Das Problem ist nicht neu: Ich war als Hochschulassistent zusammen mit dem Arbeitsamt im Bereich Fachstudienberatung tätig. Und da ist mir etwas in deutlicher Erinnerung geblieben: Mitte der 80er Jahre gab es in Deutschland bereits 4000 promovierte Langzeitarbeitslose, darunter nicht wenige, die mit Summa cum Laude promoviert hatten.
Lesenswert:
- Kurze Zusammenfassung der Ergebnisse der OECD Studie "Education at a Glance 2014" in der Die Presse
- Liessmann, Konrad Paul (2014), Die Bildungsexperten.
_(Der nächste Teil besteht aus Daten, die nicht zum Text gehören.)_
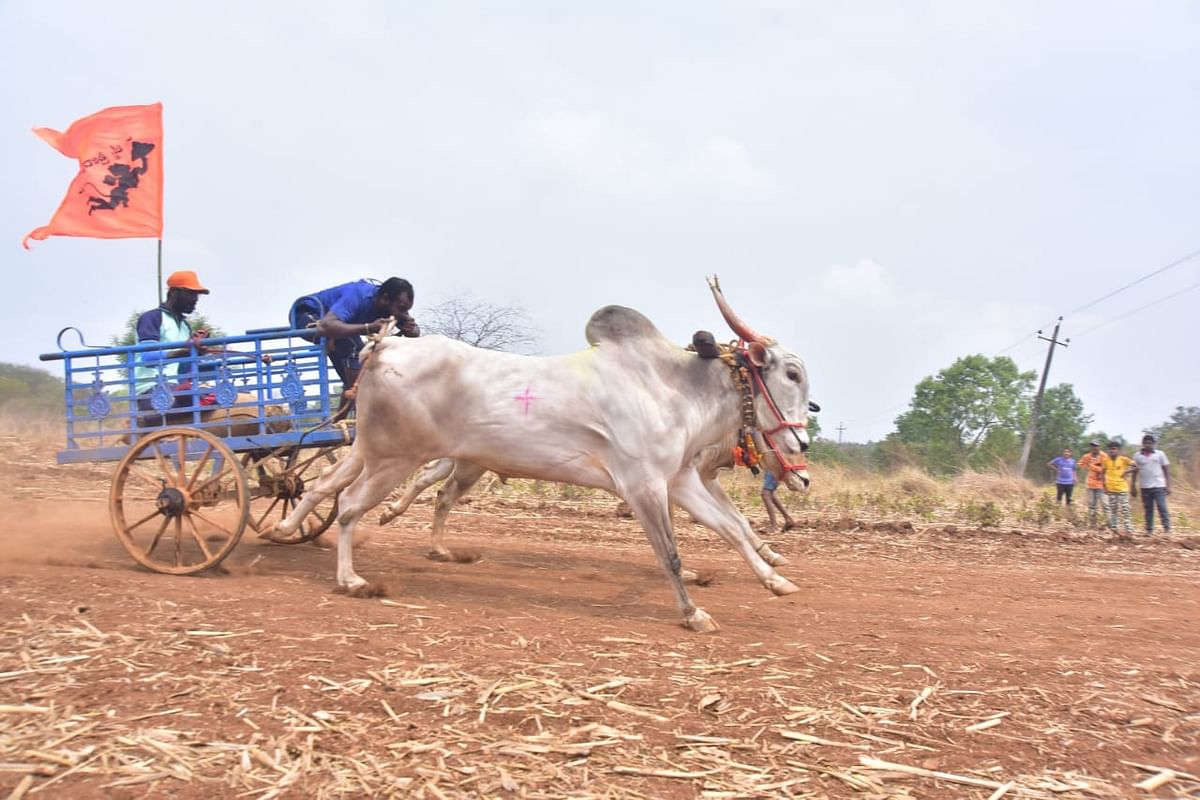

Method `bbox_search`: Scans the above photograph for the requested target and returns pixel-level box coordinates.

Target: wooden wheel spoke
[125,509,162,534]
[128,464,162,492]
[191,458,236,494]
[175,433,187,487]
[187,515,212,561]
[151,441,170,477]
[146,512,170,558]
[191,509,234,539]
[187,445,215,493]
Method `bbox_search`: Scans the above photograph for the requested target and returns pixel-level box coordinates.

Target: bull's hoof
[758,545,791,566]
[334,581,388,597]
[258,521,295,541]
[763,575,800,597]
[683,608,721,633]
[425,551,484,564]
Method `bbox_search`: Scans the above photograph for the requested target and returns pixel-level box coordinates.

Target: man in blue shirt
[1046,447,1075,509]
[288,277,421,392]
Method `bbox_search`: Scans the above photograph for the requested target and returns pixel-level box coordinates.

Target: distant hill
[0,361,64,414]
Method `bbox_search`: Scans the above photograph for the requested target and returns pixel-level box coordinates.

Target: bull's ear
[746,342,769,368]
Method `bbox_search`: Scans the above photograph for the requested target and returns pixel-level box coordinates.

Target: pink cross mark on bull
[512,384,541,416]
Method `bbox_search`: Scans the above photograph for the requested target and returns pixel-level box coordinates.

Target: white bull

In derStandard.at URL=http://derstandard.at/2000005532943/Die-Bildungsexperten [Zugriff 03.10.2014]
- Siehe meine Beiträge zu diesem Thema
Editionsgeschichte
Eingetragen von Dr. Conrad Lienhardt am 07.10.14 in Bildungspolitik, Bildungspolitik – Last touched: 07.10.16 – Contents updated: 07.10.162 Kommentare
Kommentar von: Conrad Lienhardt

Kommentar von: Marianna Jelinek

ich seh diese Entwicklungen auch kritisch und find es beispielsweise erschreckend, wie die Lehre in der öffentlichen Wahrnehmung verkommt. Es reicht nicht eine Lehre als Mechatroniker o.Ä. erfolgreich absolviert zu haben, es zählt dann nur Lehre mit Matura - wenn überhaupt Lehre. Das führt dazu, dass junge Menschen in Schulen gedrängt werden, wo sie eigentlich nichts zu suchen haben, nur um die Hochschulreife zu erlangen und Firmen, die Lehrlinge suchen, kaum welche finden, die 2+2 rechnen können (weil die, die 2+2 rechnen können, ja wieder Matura machen müssen).
7 Prozent der Jugendlichen zwischen 18 und 24 Jahren brechen ihre Schulausbildung ab.
Lt. SN (SN,10.10.14, 1,3) sei das im internationalen Vergleich gering. Nun; ich denke, dass 7 Prozent Schulabbrecher eine größere Herausforderung darstellen, als die Akademikerquote weiter zu erhöhen. In letzterem Fall genügt es, die Ansprüche und Anforderungen zu senken.
Bei den Schulabbrechern geht es nicht nur um die hohen Kosten (bis zu 93 Mia. EUR), die die Gesellschaft für die Mitverantgwortung an diesem Fiasko zu tragen hat, sondern um Lebensentwürfe, die ganz zu Beginn bereits in Schwierigkeiten stecken.
Indiskutabel ist es in meinen Augen von diesen jungen Menschen als der “verlorenen Generation” zu sprechen. Das ist nicht nur politisch unkorrekt, sondern schlichtweg anmaßend und dumm.